Conflict Resolution

In a February New York Times op-ed, "family values" activist David Blankenhorn and out journalist Jonathan Rauch jointly proposed a solution to this country's debate over same-sex marriage: federal civil unions that religious groups wouldn't be compelled to honor. Are Blankenhorn and Rauch right? Two opinionators weigh in.

BY Advocate.com Editors

April 06 2009 12:00 AM ET

Dan Savage: Now is not the time to cut a deal with haters on the Christian right -- oops, sorry. That was a little scorched-earthy: Now is not the time to forge a compromise with people of faith. As hard as it is to believe after Prop. 8, we're winning. In 2000, California voters banned gay marriage by a 22-point margin. Last year Californians constitutionally banned same-sex marriage by only a four-point margin. Polls show a nationwide shift in favor of marriage equality.

The "conflict down the road" that Blankenhorn wants to head off is, I believe, an internal one: Once gay Americans achieve full civil equality, the "conflict" will be among the religious right over "who lost marriage," much as the GOP is battling now over who lost the Oval Office. That's a conflict I'm looking forward to, so I don't get why Rauch wants to cut a deal now. Religious-conscience exceptions that he and Blankenhorn cite as a model -- "statutes [that] allow Catholic hospitals to refuse to provide abortions" -- already opened a Pandora's box, with people like pharmacists insisting that they too have a right to discriminate based on their religious beliefs.

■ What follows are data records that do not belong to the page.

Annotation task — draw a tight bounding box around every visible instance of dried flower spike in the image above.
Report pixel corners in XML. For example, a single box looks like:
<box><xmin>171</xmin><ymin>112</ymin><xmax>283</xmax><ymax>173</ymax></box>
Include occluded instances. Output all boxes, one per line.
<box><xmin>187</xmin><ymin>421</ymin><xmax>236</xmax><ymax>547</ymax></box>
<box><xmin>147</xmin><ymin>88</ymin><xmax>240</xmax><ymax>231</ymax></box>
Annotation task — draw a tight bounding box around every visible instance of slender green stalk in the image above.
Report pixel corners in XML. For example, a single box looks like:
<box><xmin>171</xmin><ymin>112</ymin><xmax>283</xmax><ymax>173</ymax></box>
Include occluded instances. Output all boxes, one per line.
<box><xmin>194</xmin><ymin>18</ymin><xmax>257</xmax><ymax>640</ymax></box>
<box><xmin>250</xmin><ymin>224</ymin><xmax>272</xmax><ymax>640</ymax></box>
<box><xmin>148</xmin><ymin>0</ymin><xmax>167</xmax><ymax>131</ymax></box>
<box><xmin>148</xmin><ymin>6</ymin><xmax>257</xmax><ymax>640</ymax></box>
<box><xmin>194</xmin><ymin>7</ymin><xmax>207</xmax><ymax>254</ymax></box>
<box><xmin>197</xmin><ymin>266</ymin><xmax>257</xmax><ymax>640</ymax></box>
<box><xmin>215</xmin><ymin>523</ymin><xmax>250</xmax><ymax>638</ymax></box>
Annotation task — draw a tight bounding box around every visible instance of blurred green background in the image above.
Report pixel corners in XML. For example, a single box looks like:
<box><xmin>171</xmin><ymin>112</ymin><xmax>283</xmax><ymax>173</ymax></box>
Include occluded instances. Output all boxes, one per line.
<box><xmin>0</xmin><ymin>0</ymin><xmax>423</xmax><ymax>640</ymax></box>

On the other hand, in Washington State, where I live with my husband-in-Canada/boyfriend-in-the-U.S. and our 11-year-old son, two gay state legislators -- Ed Murray and Jamie Pedersen-helped pass two domestic-partnership bills, the second more expansive than the first, and are working on a third. The politicians introduced the first DP bill after our state supreme court ruled against same-sex marriage.

Murray and Pedersen's efforts are pragmatic. I could support a similar effort at the federal level -- federal civil unions -- that fell short of full marriage equality. But I wouldn't be able to support federal civil unions if they simultaneously created special rights for religious organizations to discriminate against same-sex couples.